Lenders can leverage machine learning to improve customer support levels and seize opportunities to offer customised products that match demand.
For example, suppose a customer is searching for information on car finance.
In that case, the lender could develop a loan proposal and reach out with the product offer, showing the customer a proactive approach to meeting their needs at the optimal time.
Fraud prevention and cybersecurity remain core components of any machine learning application, and existing e-commerce payment models, supported by AI, have proven highly effective at blocking security threats.
AI is a powerful tool to prevent fraudulent social engineering, such as scams whereby criminals pose as legitimate lenders or attempt to extract private customer information.
Financial deception becomes extremely difficult when always-on technology monitors inconsistencies and unusual behaviour patterns.

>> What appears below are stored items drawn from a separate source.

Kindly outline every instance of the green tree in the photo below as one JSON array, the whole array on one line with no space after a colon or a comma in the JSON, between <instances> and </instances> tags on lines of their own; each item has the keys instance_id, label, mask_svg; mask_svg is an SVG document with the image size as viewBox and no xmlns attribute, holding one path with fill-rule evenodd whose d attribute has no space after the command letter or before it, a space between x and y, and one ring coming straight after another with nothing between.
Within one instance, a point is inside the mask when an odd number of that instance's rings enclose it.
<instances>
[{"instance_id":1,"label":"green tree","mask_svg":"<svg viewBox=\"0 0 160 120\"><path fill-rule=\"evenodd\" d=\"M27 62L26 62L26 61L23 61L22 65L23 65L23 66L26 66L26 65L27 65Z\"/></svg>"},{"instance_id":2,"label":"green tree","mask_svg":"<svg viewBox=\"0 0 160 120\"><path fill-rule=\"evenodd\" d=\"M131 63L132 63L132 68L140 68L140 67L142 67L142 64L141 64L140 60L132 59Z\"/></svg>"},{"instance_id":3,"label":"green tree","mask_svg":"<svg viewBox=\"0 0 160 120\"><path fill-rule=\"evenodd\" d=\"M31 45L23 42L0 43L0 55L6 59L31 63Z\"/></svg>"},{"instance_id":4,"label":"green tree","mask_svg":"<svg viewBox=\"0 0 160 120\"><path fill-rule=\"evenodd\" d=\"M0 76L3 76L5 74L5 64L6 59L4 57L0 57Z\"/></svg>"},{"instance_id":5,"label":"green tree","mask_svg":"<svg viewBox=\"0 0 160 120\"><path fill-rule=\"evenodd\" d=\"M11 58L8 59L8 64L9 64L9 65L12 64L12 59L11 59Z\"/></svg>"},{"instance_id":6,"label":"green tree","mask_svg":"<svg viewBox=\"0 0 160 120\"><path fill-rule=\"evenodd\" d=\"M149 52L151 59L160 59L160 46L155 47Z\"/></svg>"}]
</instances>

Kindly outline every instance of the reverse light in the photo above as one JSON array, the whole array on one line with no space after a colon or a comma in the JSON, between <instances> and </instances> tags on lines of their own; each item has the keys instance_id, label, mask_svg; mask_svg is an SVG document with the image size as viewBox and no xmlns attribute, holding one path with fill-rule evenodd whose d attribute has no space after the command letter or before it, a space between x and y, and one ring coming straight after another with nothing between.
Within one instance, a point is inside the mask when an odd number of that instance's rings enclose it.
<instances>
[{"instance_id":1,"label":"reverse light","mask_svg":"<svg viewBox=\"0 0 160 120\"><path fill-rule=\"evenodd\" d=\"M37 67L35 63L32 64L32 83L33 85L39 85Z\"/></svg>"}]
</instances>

Harnessing the Potential for New Customer Experience Levels in Credit Lending
AI and machine learning have rolled out tremendous improvements in speed, accuracy, personalisation and decision-making across the financial sectors, from banking and investing to borrowing and purchasing to privacy.
Credit lenders that invest in innovation are leaps and bounds ahead of the competition, with the promise of immediate customer support when required, efficient loan decisions, and instant account access in real-time.
While AI is a fairly new technology, it will undoubtedly develop further as we better understand the applications and possibilities. It is a dynamic option to put customer experience as a primary performance target to gain reputation and brand awareness.
A customer that feels heard, valued, protected and listened to will have little reason to turn elsewhere – and so smart data capture and analyses are perhaps the biggest prospects for lenders to level the playing field and compete with the largest financial institutions.